Wednesday, December 15, 2010
Grand Exhibit Hall (Town and Country Hotel and Convention Center)
Traumatocampa pityocampa (Denis & Schiffermüller) (Pine Processionary Moth, PPM) is one of the most threatening defoliator in Mediterranean pinewoods, because of its high biotic potential. PPM is becoming an increasing threat even where its presence has never been reported. PPM lays scale-covered egg-batches around pine needles. In Northeastern Italy, a longitudinal gradient in egg size has been evidenced, which can be explained as an adaptation to local host plant features; e.g. in the Eastern regions pine needles are harder, and PPM eggs and larvae are bigger, to attack them successfully. However, this adaptation implies a greater egg parasitization. The present study investigates the morphological structure of eggs in two PPM populations, situated at the poles of this longitudinal gradient.
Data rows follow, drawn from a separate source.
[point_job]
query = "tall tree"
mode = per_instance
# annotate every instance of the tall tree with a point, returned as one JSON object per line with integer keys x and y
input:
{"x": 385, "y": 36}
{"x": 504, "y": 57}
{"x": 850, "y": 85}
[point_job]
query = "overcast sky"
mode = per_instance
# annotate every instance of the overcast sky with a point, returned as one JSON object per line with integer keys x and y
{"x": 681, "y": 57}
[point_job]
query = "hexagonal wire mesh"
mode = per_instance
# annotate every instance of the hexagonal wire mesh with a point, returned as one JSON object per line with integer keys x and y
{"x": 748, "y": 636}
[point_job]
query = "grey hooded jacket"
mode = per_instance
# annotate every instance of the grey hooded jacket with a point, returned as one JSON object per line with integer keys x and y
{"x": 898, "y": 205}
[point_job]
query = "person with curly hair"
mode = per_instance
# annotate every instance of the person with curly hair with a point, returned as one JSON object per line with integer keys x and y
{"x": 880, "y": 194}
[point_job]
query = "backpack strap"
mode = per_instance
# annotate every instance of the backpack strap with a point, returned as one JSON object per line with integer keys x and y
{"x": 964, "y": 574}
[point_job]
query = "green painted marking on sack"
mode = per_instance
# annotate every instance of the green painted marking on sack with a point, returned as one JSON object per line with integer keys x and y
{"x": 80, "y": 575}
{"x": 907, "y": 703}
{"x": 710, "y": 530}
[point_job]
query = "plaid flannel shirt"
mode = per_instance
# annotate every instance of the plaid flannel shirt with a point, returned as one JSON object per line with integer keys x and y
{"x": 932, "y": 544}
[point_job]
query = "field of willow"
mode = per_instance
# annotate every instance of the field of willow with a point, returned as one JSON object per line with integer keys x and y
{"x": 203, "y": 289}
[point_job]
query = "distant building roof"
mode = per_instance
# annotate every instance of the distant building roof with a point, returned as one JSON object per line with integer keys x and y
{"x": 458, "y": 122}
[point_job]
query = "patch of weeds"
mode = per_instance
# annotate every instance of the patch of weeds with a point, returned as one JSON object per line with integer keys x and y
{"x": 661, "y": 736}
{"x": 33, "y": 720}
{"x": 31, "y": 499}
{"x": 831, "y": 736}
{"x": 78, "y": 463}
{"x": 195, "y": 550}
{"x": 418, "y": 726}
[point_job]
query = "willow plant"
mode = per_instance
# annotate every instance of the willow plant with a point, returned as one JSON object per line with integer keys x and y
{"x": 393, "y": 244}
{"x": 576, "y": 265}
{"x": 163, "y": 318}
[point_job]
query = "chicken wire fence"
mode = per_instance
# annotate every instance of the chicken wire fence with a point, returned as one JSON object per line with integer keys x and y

The ultrastructure of egg-batches has been observed, and divided in two zones (external and internal) to determine a dimensional ratio. . Results showed different sizes in the two populations: eggs are bigger in the Eastern part (1,240X0,994 mm) than in the Western (1,140X0,863 mm). Chorion thickness has been observed by dividing in four zones the transversal section perimeter: A – anterior pole external margin; B – anterior pole; C - side; D – posterior pole. Bigger eggs showed a thinner chorion in correspondence of sections A (45,9 contro 67,6m) and B (22.8 contro 25.5m), explaining their susceptibility to ooparasitoids. Minimal differences have been evidenced among external and internal eggs inside the same egg-batch (A: 45,9 vs 46,1m; B: 21,6 vs 23,3m).